Here's a couple pics of where the damper is sitting. Unfortunately looking in from the bottom side the timing chain is in the way and I cannot see if the damper is fully butted up against the crank or not. It was definitely hard to get it torqued
to 135ft/lbs, so I'm thinking it's seated fully.

IMG_3337.JPG


IMG_3338.JPG
 
it's kinda hard to see, you can tell best of all, but if it looks like it can't go any further or it would be rubbing on the timing cover, you should be fine. Try using some white-out on the timing mark on the damper outer ring. The reason I caution you about rocker shafts orientation, is because if the oiling holes aren't locating correctly, you could seriously damage all the bearings, crank, oil pump, rockers shafts, etc. Bad news all around.
 
That's seated. It can't go on any further.

BTW, I never use anything in the oil pump. I just take the cover off, use some assembly lube on the rotor and scroll and put it back together. Don't use cam lube, use engine assembly lube.

I've never seen vasoline or anything else make the engine prime faster. Even if you do the vasoline thing you still need to prime the system by hand before firing it off.

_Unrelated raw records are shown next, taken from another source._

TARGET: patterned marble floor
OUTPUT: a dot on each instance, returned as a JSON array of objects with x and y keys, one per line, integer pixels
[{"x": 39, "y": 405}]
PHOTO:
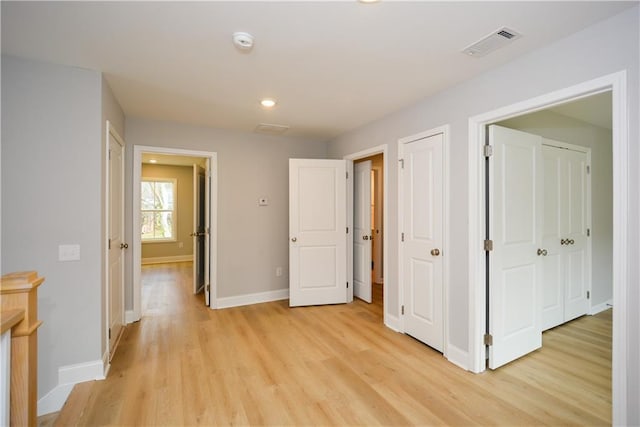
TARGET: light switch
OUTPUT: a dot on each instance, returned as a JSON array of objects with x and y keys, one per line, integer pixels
[{"x": 69, "y": 253}]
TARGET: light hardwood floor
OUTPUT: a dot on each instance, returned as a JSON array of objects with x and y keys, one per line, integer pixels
[{"x": 268, "y": 364}]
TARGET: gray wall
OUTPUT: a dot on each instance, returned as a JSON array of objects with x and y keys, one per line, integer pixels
[
  {"x": 51, "y": 176},
  {"x": 252, "y": 240},
  {"x": 604, "y": 48},
  {"x": 184, "y": 210},
  {"x": 561, "y": 128}
]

Make sure the total timing is at 40 degrees or more, up to about 50. Don't time it at zero. Once you get a few minutes on it, you can pull it back to 38 or so if you're uncomfortable. Slow timing will stick exhaust valves and make it hard to start.
 
ok, re-read previews post. not familiar with those heads, but if they are later year magnum style heads, disregard comments about rocker shafts, because that's a different situation entirely.
 
Lookin' good OP. If it drew down on the crank snout and reached a point where it suddenly started torquing hard, then it sounds like it seated well.

Not sure why vaseline wouldn't help priming, especially with a used pump. OF course, gobs of engines have been started and run with no priming of any types, and lasted just fine, including racing engines. (Some cannot be primed except by a pressurised oil source.) Priming at least helps spot some common errors... like oil gallery plugs left out, and feeling for the turning resistance to increase when the pressure comes up.
 
I'll be using a brand new oil pump. Figured for the price of a new one being so inexpensive compared to the rest of the build, it's cheap insurance to have a new piece.

My next question is regarding the intake. The magnum EQ heads have coolant passages on the front and back of the heads, I'll be using an Edelbrock rpm airgap (7576). Now this intake doesn't have any rear coolant passages to match up with the ones on the heads, basically it blocks them off. Does anyone have experience with this? Any issues with blocking off these passages? I can snap some pics if needed to show what I mean.

Thanks again guys for all the help and insight, helps a bunch!